O NGC 6218, também chamado de Messier 12 (por ter sido catalogado pelo francês Charles Messier, em 1774), está localizado a cerca de 23 mil anos-luz da Terra. Ele é apenas um entre os cerca de 200 aglomerados globulares conhecidos na Via Láctea, mas sua história parece ter sido mais trágica que a de outros.

A afirmação, que contraria avaliações anteriores, é de Guido de Marchi, da ESA (Agência Espacial Européia), Luigi Pulone e Francesco Paresce, ambos do Inaf, na Itália. Eles redigiram um artigo já aceito para publicação no periódico científico "Astronomy and Astrophysics".

O título do estudo mostra que o trio de cientistas não é muito bom de marketing. Nele, eles apresentam uma questão que intriga a humanidade há muitos anos. "Por que a função de massa do NGC 6218 é plana?" A pergunta cifrada serve para apresentar o problema que revelou a ganância da nossa galáxia, que sem dó nem piedade tomou de assalto cerca de 1 milhão de estrelas do Messier 12. Hoje, o aglomerado tem apenas cerca de 200 mil.

ESO
Ilustração mostra órbita do aglomerado NGC 6218 ao redor do centro da Via Láctea
Ilustração mostra órbita do aglomerado NGC 6218 ao redor do centro da Via Láctea

A explicação proposta pelos cientistas é que a órbita do NGC 6218 na verdade o leve periodicamente para muito mais perto do centro da Via Láctea do que antes se pensava. Com isso, a interação gravitacional com a galáxia aumenta, e estrelas são arrancadas do aglomerado e colocadas em órbitas independentes ao redor do centro galáctico. É um assalto mesmo.
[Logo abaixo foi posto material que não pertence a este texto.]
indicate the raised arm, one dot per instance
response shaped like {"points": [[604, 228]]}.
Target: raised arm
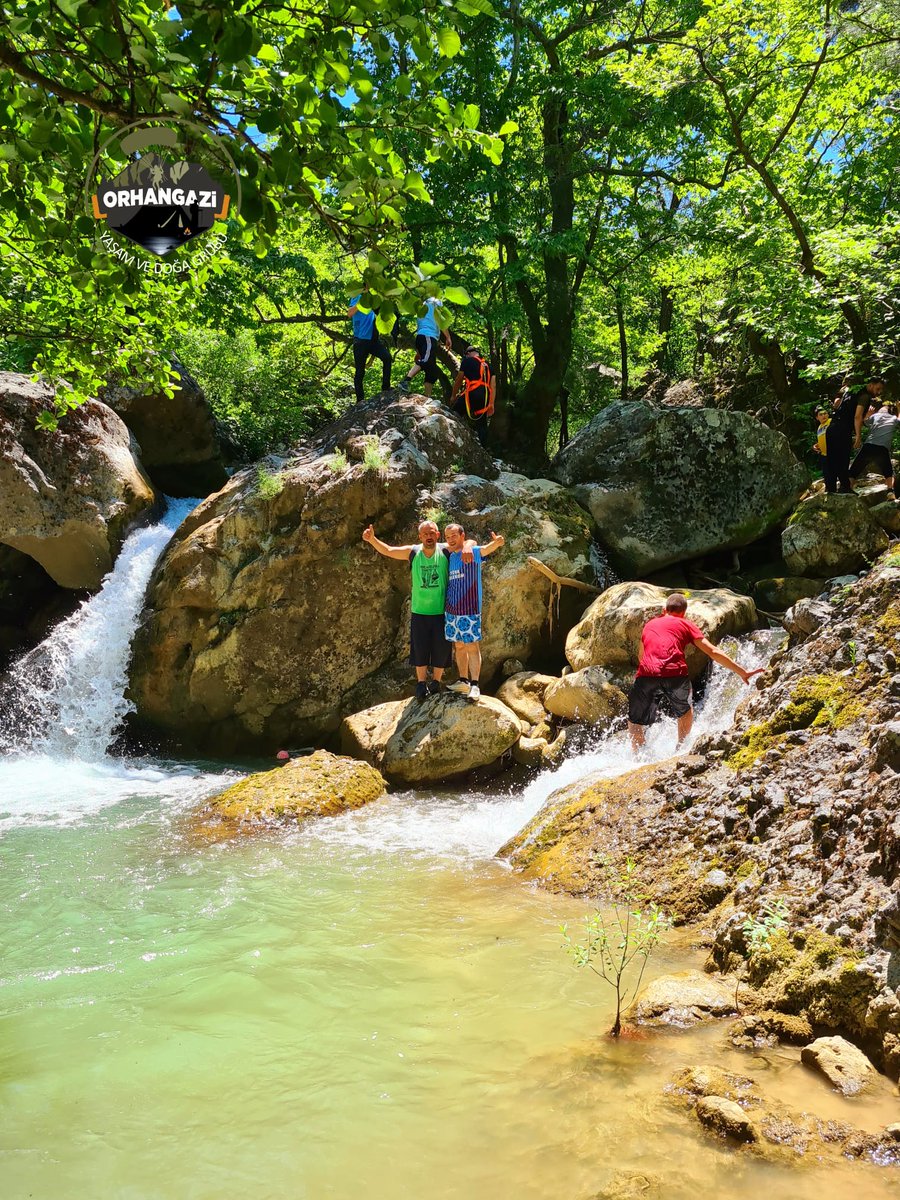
{"points": [[723, 659], [399, 552], [496, 541]]}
As observações, feitas com o VLT (Very Large Telescope) do ESO (Observatório Europeu do Sul), no Chile, revelaram uma estranha deficiência de estrelas de baixa massa. O normal nesses aglomerados é ter muito mais astros de pequeno porte do que os de grande. No Messier 12, no entanto, a distribuição parece ser estranhamente mais igualitária --para os íntimos, a função de massa é plana.

Os pesquisadores admitem que suas conclusões são incompatíveis com análises anteriores do Messier 12. Mas em compensação destacam que os dados parecem se encaixar muito melhor às observações feitas com o satélite europeu Hipparcos. Agora eles têm a expectativa de que o Gaia, sucessor do Hipparcos, ainda a ser lançado, confirme suas conclusões.

Uma coisa, no entanto, já parece certa: a criminalidade definitivamente atingiu a esfera cósmica. A Guarda Espacial que se cuide.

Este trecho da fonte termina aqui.